Liberal-leaning watchdog groups Citizens for Responsibility and Ethics in Government and Public Citizen have decried partisan deadlock that they say is paralyzing the commission. In an April 29 letter to Obama, CREW and other organizations urged the president to address “the absence of meaningful enforcement,” adding: “This failure to enforce the laws is its own campaign finance scandal and you have been unwilling to do anything about it.”
Former FEC Chairman Bradley Smith, a Republican who like McGahn was an outspoken opponent of campaign finance regulation, acknowledged that the number of tie votes on enforcement issues has increased since his term concluded in 2005. But, he said, there is a misguided view of the magnitude of FEC violations.
“There’s this prevalent belief that there’s a whole bunch of corruption that the FEC just isn’t interested in pursuing, but once you get on the inside you realize there’s not really a lot of corruption in the true sense of people taking bribes and cutting deals,” Smith said. “The vast majority of FECA violations are inadvertent, failures to report or just not realizing you’ve gone over the limit of what you can give.”

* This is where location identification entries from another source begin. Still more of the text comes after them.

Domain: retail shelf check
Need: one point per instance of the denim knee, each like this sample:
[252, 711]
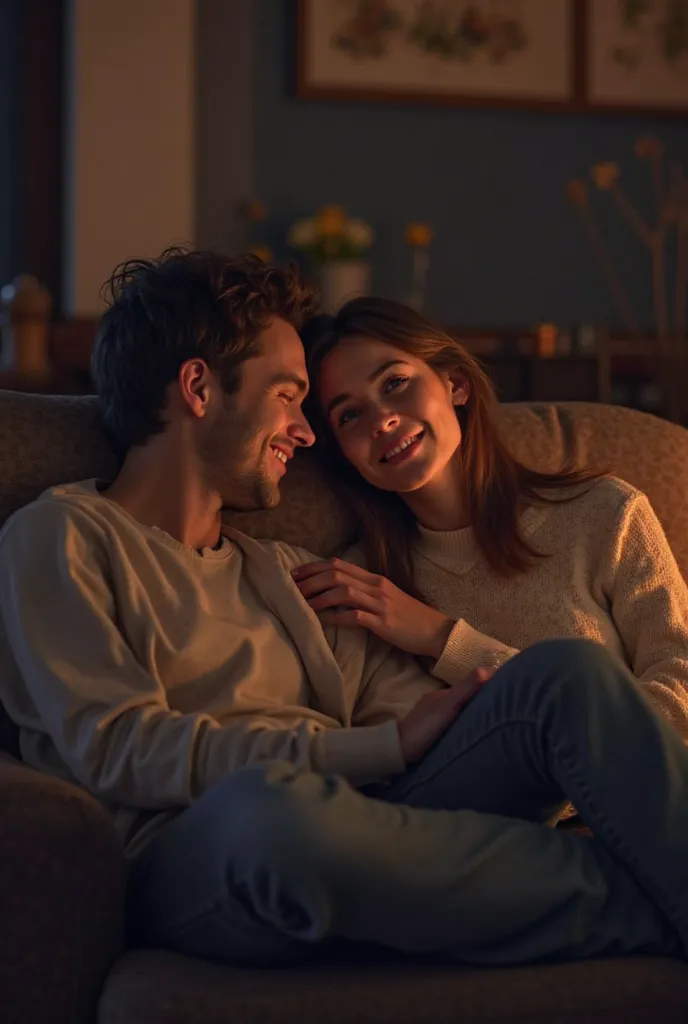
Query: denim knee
[274, 813]
[577, 666]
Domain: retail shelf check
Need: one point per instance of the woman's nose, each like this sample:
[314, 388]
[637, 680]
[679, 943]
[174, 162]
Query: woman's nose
[384, 421]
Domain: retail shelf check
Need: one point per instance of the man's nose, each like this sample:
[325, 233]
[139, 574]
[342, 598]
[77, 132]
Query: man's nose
[302, 432]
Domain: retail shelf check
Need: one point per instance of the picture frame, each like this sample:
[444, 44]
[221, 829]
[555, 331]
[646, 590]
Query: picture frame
[636, 55]
[508, 53]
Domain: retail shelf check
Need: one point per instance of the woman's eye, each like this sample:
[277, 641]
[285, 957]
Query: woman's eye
[393, 382]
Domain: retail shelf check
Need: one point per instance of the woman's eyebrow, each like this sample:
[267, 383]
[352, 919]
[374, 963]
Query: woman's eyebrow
[374, 376]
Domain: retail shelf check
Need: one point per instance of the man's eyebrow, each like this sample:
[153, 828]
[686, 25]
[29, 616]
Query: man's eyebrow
[374, 376]
[288, 378]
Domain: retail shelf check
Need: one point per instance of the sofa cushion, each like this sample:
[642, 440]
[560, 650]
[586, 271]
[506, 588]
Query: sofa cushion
[154, 987]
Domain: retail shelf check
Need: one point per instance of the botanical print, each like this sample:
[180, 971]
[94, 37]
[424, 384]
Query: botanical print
[366, 32]
[464, 31]
[638, 52]
[509, 49]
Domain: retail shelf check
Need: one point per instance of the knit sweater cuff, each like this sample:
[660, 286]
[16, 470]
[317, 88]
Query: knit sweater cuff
[364, 753]
[466, 649]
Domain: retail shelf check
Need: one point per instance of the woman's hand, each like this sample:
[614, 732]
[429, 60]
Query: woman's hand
[343, 594]
[434, 713]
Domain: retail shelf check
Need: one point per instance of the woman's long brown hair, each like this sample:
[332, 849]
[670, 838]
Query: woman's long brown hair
[498, 486]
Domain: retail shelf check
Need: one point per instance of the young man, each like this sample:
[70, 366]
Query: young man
[274, 785]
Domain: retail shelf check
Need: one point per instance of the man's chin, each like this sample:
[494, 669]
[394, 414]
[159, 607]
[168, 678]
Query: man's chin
[253, 503]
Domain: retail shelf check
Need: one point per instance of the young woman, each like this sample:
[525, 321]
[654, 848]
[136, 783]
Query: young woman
[469, 553]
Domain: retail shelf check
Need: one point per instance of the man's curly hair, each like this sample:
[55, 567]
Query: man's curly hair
[183, 305]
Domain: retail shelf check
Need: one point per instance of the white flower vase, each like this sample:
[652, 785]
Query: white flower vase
[341, 281]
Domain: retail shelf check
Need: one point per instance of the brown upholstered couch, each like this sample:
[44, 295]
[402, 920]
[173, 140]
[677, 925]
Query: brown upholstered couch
[61, 872]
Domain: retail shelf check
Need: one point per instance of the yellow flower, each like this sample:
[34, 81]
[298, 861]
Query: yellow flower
[255, 210]
[604, 175]
[418, 236]
[330, 220]
[648, 147]
[576, 192]
[262, 252]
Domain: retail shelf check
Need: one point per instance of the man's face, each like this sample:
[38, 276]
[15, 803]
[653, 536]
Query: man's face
[247, 443]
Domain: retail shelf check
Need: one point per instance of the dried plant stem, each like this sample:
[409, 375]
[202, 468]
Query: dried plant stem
[609, 270]
[629, 211]
[655, 164]
[681, 275]
[659, 287]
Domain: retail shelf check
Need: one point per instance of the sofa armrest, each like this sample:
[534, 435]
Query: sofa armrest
[61, 898]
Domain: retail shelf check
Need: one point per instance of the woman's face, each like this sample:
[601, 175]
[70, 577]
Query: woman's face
[392, 415]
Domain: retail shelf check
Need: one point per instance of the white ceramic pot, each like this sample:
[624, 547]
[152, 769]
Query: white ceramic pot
[341, 281]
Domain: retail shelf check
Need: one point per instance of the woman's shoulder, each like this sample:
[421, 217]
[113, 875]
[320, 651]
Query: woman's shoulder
[603, 504]
[606, 493]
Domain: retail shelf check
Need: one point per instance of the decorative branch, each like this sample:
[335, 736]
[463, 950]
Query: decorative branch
[577, 195]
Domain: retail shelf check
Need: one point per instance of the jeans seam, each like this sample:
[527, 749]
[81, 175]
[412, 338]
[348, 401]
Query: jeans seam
[469, 747]
[616, 844]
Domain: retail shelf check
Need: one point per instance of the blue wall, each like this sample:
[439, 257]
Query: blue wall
[8, 16]
[508, 249]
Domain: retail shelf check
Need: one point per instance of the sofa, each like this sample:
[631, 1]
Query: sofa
[62, 950]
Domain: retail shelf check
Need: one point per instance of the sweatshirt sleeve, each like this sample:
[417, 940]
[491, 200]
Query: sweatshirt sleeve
[648, 602]
[77, 679]
[466, 649]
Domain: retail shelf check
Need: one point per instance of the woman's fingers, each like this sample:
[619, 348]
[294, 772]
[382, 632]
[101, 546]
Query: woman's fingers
[344, 595]
[328, 579]
[349, 617]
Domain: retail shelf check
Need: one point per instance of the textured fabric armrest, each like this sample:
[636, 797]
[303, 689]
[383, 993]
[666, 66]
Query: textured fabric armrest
[61, 898]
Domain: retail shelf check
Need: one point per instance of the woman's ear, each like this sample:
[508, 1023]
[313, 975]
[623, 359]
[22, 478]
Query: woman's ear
[460, 389]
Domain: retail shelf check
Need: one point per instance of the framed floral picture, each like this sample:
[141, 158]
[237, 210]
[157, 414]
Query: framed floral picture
[637, 54]
[477, 52]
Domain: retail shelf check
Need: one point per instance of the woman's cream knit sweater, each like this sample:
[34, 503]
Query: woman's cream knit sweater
[610, 577]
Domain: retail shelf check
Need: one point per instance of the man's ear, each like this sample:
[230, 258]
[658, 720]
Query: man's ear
[195, 383]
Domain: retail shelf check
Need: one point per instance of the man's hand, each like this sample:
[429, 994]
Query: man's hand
[435, 712]
[344, 594]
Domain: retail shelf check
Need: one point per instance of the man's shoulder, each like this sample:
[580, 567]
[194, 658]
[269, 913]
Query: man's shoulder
[66, 508]
[289, 555]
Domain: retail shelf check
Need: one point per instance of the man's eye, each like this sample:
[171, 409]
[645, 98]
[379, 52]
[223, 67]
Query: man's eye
[346, 417]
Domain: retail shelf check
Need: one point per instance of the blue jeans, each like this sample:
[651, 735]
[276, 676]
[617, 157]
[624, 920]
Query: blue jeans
[453, 858]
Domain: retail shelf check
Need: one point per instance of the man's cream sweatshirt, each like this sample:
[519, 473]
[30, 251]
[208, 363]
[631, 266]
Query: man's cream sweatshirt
[146, 671]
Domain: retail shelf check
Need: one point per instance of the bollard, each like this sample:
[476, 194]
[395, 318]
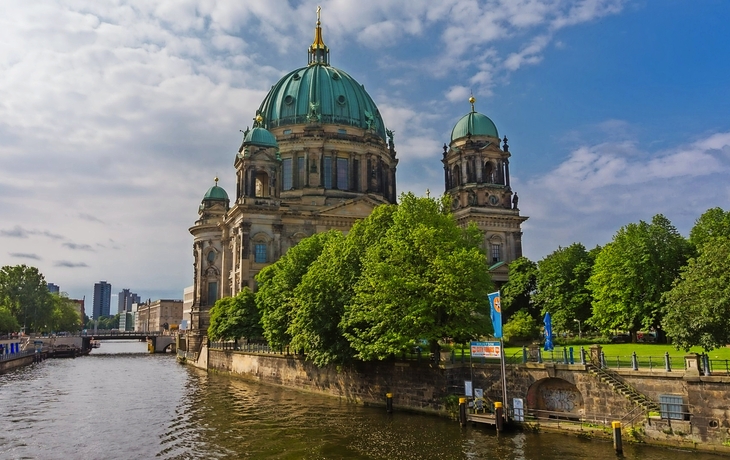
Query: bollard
[617, 445]
[462, 412]
[498, 414]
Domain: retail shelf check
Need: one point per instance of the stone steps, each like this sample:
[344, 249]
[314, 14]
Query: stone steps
[622, 388]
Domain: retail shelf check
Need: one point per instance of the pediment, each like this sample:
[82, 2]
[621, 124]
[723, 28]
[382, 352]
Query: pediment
[358, 207]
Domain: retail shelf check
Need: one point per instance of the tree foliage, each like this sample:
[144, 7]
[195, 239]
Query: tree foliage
[276, 297]
[65, 315]
[24, 292]
[633, 271]
[235, 317]
[328, 288]
[712, 223]
[697, 310]
[425, 278]
[8, 323]
[517, 292]
[561, 286]
[522, 327]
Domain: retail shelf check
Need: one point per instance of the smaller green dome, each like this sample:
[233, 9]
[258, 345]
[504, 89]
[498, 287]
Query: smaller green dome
[216, 193]
[260, 137]
[476, 124]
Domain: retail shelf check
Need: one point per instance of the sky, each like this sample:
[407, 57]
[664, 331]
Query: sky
[115, 116]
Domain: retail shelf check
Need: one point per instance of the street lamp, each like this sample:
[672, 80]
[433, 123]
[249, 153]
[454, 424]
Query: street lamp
[580, 334]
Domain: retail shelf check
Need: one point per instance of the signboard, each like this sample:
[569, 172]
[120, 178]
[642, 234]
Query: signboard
[519, 410]
[486, 350]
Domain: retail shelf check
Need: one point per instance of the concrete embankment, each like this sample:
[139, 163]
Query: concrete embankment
[565, 397]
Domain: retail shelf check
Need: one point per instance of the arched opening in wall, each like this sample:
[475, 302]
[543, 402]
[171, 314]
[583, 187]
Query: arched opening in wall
[554, 398]
[262, 184]
[488, 172]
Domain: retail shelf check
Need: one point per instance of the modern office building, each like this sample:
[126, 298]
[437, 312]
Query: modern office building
[102, 299]
[125, 300]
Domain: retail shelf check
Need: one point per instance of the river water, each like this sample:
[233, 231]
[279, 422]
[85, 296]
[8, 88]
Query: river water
[122, 403]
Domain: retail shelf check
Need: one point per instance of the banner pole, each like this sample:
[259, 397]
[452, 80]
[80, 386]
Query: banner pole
[504, 380]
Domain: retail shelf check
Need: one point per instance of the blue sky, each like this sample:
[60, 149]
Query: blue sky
[115, 116]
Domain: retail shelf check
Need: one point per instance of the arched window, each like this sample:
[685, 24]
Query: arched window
[262, 184]
[488, 172]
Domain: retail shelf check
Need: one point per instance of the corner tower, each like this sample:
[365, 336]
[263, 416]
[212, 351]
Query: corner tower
[476, 176]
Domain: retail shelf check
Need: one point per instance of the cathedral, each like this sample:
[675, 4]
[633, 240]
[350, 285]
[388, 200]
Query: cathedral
[319, 157]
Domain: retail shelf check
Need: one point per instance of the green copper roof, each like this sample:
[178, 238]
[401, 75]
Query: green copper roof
[476, 124]
[260, 137]
[322, 94]
[216, 193]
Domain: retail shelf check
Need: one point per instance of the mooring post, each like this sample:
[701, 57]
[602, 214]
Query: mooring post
[617, 445]
[498, 416]
[462, 412]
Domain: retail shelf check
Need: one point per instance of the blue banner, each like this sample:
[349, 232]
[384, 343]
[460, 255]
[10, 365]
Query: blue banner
[548, 332]
[496, 303]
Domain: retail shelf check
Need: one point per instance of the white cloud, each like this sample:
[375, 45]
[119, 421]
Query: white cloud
[584, 197]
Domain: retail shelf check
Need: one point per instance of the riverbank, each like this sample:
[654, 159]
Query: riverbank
[576, 399]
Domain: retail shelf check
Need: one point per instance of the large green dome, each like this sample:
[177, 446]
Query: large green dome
[323, 94]
[215, 193]
[475, 124]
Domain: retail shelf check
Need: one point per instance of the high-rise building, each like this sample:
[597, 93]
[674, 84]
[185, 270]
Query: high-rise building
[125, 300]
[102, 299]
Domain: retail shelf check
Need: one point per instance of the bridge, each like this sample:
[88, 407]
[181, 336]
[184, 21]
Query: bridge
[156, 341]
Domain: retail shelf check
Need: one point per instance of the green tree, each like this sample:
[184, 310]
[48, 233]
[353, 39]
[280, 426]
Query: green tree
[632, 272]
[522, 327]
[275, 296]
[328, 287]
[517, 292]
[8, 323]
[697, 308]
[425, 278]
[65, 315]
[562, 286]
[712, 223]
[24, 292]
[235, 317]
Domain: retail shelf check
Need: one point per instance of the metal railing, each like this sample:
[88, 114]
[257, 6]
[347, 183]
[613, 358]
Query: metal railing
[18, 355]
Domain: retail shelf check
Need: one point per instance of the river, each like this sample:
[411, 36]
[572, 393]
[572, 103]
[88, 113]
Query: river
[122, 403]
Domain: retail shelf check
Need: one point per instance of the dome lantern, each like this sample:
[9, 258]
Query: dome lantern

Outgoing FEC General Counsel Anthony Herman
Herman promoted the benefits of freely sharing information with federal prosecutors. He authored a memo last month defending the current informal arrangement. He also orchestrated the updated MOU between the FEC and DOJ, which he presented to the commissioners in January but failed to receive approval for.
Herman, however, announced in June that would leave the commission. His last day was Friday. But he’ll returnto speak at the commission’s meeting on Thursday where it will take up the proposed restrictions on sharing information with Justice, according to Weintraub.
“Information received from DOJ saves the commission valuable time and resources in its enforcement efforts; allows it to obtain evidence quickly; and helps [the general counsel's office] make more accurate recommendations to the commission,” Herman wrote in his memo. “Members of the regulated community also benefit, as the commission’s legal advice and records help DOJ avoid unnecessary investigations and prosecutions of public officials, candidates, and other political actors.”
Herman cautioned that “any new requirement that DOJ requests be accompanied by a subpoena or be approved by a commission vote would put these benefits at risk.
He added: ‘Perhaps most troubling, such an approach — which seems to be unprecedented — would expose the commission to allegations that politics and partisanship motivate its case-by-case decisions whether to release records to DOJ.”
Justin Shur, the former deputy chief of the Public Integrity Section, expressed surprise at the proposed changes, noting that he’d seen increased cooperation between both agencies in recent years.
“Practically speaking, cooperation between the two is on a case-by-case basis and often depends on the personalities involved just like anything else. But I saw increased communication and cooperation between the two when I was there,” said Shur, now of MoloLamken LLP. “When I left, I got a sense that there was an uptick and that was because of the personnel involved.”